Chainer教程 - 前言

Posted on Wed 30 May 2018 in MachineLearning • 1 min read

为什么是Chainer

无他，为手熟尔。接触Chainer大体是在2016年末，那时的主流框架还是Caffe以及Tensorflow。由于实验室中一些工作需要处理大量变长的数据，而Tensorflow本身对变长输入支持不好，后来了解到Chainer框架对变长输入支持不错便一直使用Chainer至今。
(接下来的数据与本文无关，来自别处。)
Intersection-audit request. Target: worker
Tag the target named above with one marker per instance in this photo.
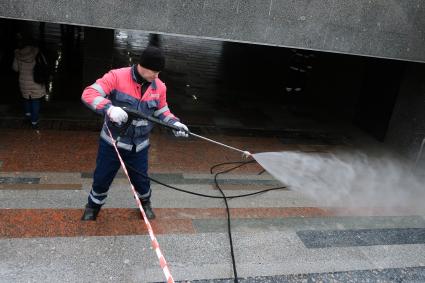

下面简单介绍以下Chainer。Chainer是日本创业公司Preferred Networks开发的开源项目。该项目完全由Python构建，主要由2部分组成神经网络框架 Chainer 以及 GPU版的numpy Cupy组成。(在Chainer 2.0版本发布后，cupy从chainer 中独立，后续使用需要单独安装)

Chainer与Pytorch

chainer与 pytorch 在 nn的设计上基本一致(pytorch的nn fork自 chainer)。那么两种框架之间的迁移是十分方便的。

chainer通过如下方式定义网络架构

import chainer
import chainer.functions as F
import chainer.links as L
class net(chainer.Chain):
    def __init__(self):
        super(net,self).__init__()
        with self.init_scope():
            self.conv1=L.Convolution2D(in_channels=None,
                out_channels=6,ksize=3,pad=1)
            self.fc=L.Linear(None,10)
    def forward(self,x):
        h=self.conv1(x)
        h=F.relu(h)
        h=F.max_pooling_2d(h,2,2)
        y=self.fc(h)
        return y,h

Pytorch通过如下方式定义网络结构

import torch
import torch.nn as nn
import torch.nn.functional as F
class Net(nn.Module):
    def __init__(self):
        super(Net, self).__init__()
        self.conv1 = nn.Conv1d(1, 128, 3, 1)
        self.pool1 = nn.MaxPool1d(3)
        self.fc1 = nn.Linear(512, 10)
    def forward(self, x):
        x = self.conv1(x)
        x = F.leaky_relu(x)
        x = self.pool1(x)
        x = x.permute(0, 2, 1) #change the 512x1 to 1x512
        x = self.fc1(x)
        return F.log_softmax(x, dim = 2)

可以看出在网络构建过程中两者基本一致。在数据的操作上两者都是numpy like 的API。个人认为两种框架后续最大的区别在于处理主体的不同，chainer以chain为主体，pytorch以Variable为主体。很难说两者孰优孰劣，但在部分优化特点变量的问题中，Pytorch更为方便。而chainer的优势在于使用更加方便，如不需要去人为的计算每一次的输入(尤其是在全连接 Fully connect,FC中使用)。